3. Relationships is a toxic substance which should come with a big fat warning label.
And if there were one, it could read something like this:

WARNING: Relationships are potentially hazardous to your mental, spiritual and psychosocial health. Emotional dependency on this drug is of insidious onset, to the detriment of the patient. The buzz of feeling loved is highly addictive; withdrawal is painful and incapacitates normal functioning life. Symptoms of relationship toxicity include anxiety, insomnia, change in eating habits (either excessive eating or anorexia), obsessive compulsive-like syndrome manifested in constant phone checking to see if he's called or messaged, repeated mental replays of conversations and fights, and an inability to concentrate on other responsibilities in life. Long term complications include neglect of other relationships (friends, family), taking God's grace for granted, and reduction of your life to the role of 'fretting girlfriend' and little else.

Wow, that was cynical, even for me.

Is there a way you can read the above without feeling the cynicism? Like, this is seriously, objectively what I think about relationships (haha "objectively what I think", what an oxymoron). I guess what I'm trying to say is that, I'm not angrily fuming whilst writing these words. But I am, with careful consideration, saying them anyway, because I believe they are true. When I was 16 I never realised how big and scary relationships and all its messiness really are. Maybe the label would not have served any purpose because until you live through it, you arrogantly think, nah that won't happen to me. My 16 year old self would be saying to me now, please, don't be so melodramatic. I'm not that weak, ok? A boy won't screw up my life. I'm on top of it all.

But yeah, that's the single biggest life lesson I've learnt to date. A big call but I think it's true. This stuff isn't to be meddled with lightly. Don't give my heart away to just anyone to "see if stuff will work out between us" when better judgment clearly says no. Bravado is waned after the heart is weakened.
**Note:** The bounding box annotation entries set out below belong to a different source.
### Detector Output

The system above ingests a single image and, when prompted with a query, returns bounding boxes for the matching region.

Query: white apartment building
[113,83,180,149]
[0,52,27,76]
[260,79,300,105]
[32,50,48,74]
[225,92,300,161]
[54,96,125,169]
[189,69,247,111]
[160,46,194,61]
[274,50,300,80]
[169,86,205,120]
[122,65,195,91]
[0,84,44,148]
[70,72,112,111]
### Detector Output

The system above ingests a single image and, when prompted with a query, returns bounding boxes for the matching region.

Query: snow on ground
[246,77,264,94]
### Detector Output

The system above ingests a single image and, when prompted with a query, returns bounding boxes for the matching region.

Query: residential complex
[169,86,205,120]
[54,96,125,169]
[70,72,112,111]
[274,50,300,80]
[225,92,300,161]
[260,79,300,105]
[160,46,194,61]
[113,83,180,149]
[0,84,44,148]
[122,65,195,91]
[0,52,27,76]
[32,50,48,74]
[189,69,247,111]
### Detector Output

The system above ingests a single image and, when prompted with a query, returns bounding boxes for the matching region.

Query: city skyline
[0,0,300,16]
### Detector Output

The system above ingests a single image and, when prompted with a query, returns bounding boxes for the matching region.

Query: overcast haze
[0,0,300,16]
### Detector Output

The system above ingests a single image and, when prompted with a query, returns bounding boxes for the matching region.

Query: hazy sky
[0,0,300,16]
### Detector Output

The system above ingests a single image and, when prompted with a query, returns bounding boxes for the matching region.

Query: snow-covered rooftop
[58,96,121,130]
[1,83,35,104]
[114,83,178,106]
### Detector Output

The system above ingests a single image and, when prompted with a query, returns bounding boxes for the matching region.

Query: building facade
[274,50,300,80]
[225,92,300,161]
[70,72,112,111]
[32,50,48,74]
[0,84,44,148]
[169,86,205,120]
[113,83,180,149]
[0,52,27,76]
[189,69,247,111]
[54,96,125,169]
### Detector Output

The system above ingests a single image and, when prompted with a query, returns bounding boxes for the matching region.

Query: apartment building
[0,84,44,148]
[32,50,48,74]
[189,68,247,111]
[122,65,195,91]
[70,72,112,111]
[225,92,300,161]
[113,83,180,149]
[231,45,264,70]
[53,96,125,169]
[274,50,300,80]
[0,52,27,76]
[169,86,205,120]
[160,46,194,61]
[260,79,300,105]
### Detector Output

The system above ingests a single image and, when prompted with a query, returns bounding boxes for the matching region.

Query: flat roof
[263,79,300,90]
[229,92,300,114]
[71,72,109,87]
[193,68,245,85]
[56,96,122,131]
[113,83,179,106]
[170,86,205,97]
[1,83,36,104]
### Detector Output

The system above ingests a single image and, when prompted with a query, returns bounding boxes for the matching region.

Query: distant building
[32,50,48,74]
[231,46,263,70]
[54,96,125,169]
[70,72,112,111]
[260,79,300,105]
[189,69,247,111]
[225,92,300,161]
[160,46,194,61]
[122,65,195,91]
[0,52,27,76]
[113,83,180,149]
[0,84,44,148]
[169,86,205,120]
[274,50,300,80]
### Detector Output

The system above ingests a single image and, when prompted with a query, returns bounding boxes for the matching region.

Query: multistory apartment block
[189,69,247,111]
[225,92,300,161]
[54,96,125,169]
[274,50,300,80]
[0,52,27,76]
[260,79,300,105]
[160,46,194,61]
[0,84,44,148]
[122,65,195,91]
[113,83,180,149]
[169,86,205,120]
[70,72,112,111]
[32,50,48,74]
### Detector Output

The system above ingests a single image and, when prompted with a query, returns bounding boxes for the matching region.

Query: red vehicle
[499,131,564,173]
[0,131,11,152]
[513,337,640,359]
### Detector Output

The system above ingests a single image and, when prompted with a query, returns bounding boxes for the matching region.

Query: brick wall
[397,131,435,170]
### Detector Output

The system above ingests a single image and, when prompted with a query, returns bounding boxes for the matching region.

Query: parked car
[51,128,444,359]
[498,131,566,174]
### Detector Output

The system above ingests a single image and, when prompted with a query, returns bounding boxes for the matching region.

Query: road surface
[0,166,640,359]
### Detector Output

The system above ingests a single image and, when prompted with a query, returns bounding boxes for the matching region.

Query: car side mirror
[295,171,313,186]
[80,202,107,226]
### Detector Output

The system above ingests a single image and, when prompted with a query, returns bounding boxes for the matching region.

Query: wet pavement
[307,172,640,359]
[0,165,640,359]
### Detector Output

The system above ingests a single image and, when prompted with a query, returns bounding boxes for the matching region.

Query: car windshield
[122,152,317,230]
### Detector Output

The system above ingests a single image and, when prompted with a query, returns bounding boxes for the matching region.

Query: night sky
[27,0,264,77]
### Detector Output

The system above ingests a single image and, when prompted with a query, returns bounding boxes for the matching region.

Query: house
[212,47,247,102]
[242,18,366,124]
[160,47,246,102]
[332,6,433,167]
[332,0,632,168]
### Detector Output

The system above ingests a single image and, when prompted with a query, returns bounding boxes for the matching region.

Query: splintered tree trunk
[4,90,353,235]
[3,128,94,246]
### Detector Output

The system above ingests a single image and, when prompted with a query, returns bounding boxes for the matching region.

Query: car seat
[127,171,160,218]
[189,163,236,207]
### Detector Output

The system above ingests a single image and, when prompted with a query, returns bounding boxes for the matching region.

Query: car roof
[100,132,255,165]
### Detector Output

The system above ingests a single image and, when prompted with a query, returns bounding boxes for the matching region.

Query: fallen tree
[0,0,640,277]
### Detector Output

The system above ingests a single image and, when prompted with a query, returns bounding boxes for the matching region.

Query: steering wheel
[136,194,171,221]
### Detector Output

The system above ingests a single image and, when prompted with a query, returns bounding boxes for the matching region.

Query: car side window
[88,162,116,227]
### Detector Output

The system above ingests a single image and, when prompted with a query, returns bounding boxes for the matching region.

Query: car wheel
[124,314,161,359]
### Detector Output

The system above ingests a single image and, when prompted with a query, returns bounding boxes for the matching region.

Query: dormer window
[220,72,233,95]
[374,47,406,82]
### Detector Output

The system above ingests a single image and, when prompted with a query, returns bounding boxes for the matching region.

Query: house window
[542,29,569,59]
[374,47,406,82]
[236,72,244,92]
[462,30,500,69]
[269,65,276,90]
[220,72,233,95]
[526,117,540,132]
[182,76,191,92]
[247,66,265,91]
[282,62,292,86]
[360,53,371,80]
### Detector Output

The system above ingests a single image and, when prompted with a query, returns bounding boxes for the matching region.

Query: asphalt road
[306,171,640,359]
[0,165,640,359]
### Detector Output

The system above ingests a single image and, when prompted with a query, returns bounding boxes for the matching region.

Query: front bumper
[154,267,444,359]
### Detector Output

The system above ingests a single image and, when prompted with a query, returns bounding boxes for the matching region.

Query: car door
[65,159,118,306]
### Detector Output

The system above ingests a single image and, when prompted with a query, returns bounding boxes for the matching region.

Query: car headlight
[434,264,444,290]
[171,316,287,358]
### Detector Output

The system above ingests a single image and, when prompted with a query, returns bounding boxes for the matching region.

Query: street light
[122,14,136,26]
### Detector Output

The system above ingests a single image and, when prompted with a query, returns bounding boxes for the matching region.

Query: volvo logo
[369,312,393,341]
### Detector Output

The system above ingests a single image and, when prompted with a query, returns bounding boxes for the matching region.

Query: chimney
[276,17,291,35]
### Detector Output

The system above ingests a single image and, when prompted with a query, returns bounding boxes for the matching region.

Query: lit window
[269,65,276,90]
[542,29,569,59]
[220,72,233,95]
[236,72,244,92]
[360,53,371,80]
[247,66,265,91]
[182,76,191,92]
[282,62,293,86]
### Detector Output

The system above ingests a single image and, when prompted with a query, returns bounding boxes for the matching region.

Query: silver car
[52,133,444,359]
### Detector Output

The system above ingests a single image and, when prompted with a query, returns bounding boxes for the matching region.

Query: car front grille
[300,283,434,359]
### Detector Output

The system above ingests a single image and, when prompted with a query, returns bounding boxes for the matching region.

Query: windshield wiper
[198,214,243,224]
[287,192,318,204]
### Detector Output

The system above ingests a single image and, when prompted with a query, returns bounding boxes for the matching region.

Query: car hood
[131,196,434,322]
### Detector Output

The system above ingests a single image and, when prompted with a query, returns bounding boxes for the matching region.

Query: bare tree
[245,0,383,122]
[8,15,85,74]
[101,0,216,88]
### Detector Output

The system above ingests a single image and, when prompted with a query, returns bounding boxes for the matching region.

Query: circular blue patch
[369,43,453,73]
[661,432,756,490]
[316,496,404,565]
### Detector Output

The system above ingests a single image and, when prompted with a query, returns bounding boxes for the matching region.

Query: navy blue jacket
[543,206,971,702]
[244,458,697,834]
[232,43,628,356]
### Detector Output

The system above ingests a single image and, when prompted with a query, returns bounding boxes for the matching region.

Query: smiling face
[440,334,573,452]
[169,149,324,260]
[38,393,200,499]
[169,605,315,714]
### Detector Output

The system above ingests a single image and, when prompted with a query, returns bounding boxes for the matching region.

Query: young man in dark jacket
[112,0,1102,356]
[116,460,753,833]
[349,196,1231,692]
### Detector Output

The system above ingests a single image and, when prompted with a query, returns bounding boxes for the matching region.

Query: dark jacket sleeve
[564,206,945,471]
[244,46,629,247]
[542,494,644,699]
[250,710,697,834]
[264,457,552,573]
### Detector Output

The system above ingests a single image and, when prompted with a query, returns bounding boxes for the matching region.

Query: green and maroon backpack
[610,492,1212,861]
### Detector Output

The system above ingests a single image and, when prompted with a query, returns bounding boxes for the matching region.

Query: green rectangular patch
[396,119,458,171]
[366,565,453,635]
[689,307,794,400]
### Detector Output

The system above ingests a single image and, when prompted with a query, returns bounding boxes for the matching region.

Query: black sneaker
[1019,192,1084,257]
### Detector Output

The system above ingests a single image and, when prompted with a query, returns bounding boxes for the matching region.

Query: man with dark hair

And I'll be damned if I end up a soppy mess of an emotionally corrupt girlfriend again, needing his validation to be 'ok', craving it like a junkie. Yuck.

It isn't that relationships should be avoided at all costs, but just that I should treat it with a fearful respect. Like a drug which may have life-saving therapeutic value, but is only of benefit if you do not abuse it. Careless doctors don't regard drugs seriously enough, and their patients often succumb to drug toxicity. Same with me, except the patient I'm in charge of is my own heart.


Woah, this post turned out long despite my intention to keep things short (haha no jibes about me being long-winded). But yeah, this was 2004. Let's see what the plot will be like in 2005. Will there be new characters coming into the show? Will there be conflicts between major players, run-ins, heartbreak, big surprises, shocking revelations? Stay tuned folks...

Wishing you all a Christmas with meaning and a New Year of joy.

All my love, Grace.

1 Comments:

At 12:09 PM, Blogger me. said...

Hey girlie...

I read your comment a while ago and I've been trying to think of a decent reply since then, but I guess I don't really have one.

On the one hand, it doesn't make logical sense to keep being friends with people that you clash with so badly, it's just complicating your life with fights and disagreements that you need not have.

On the other hand, if we just gave up on a friendship (or any relationship for that matter) just because conflict arose, then we would be very lonely people indeed. Friendship would be superficial, self-serving and ultimately meaningless if it's so transient, easily replacable when it doesn't suit our lives anymore. The guage of any relationship's beauty is its ability to weather through the storm, to perservere and "stand the rain" (I love that song)... and if we can make it through this, then hell I'll know that we'll make it through anything.

I just pray we'll get to the other side of this seemingly endless tunnel.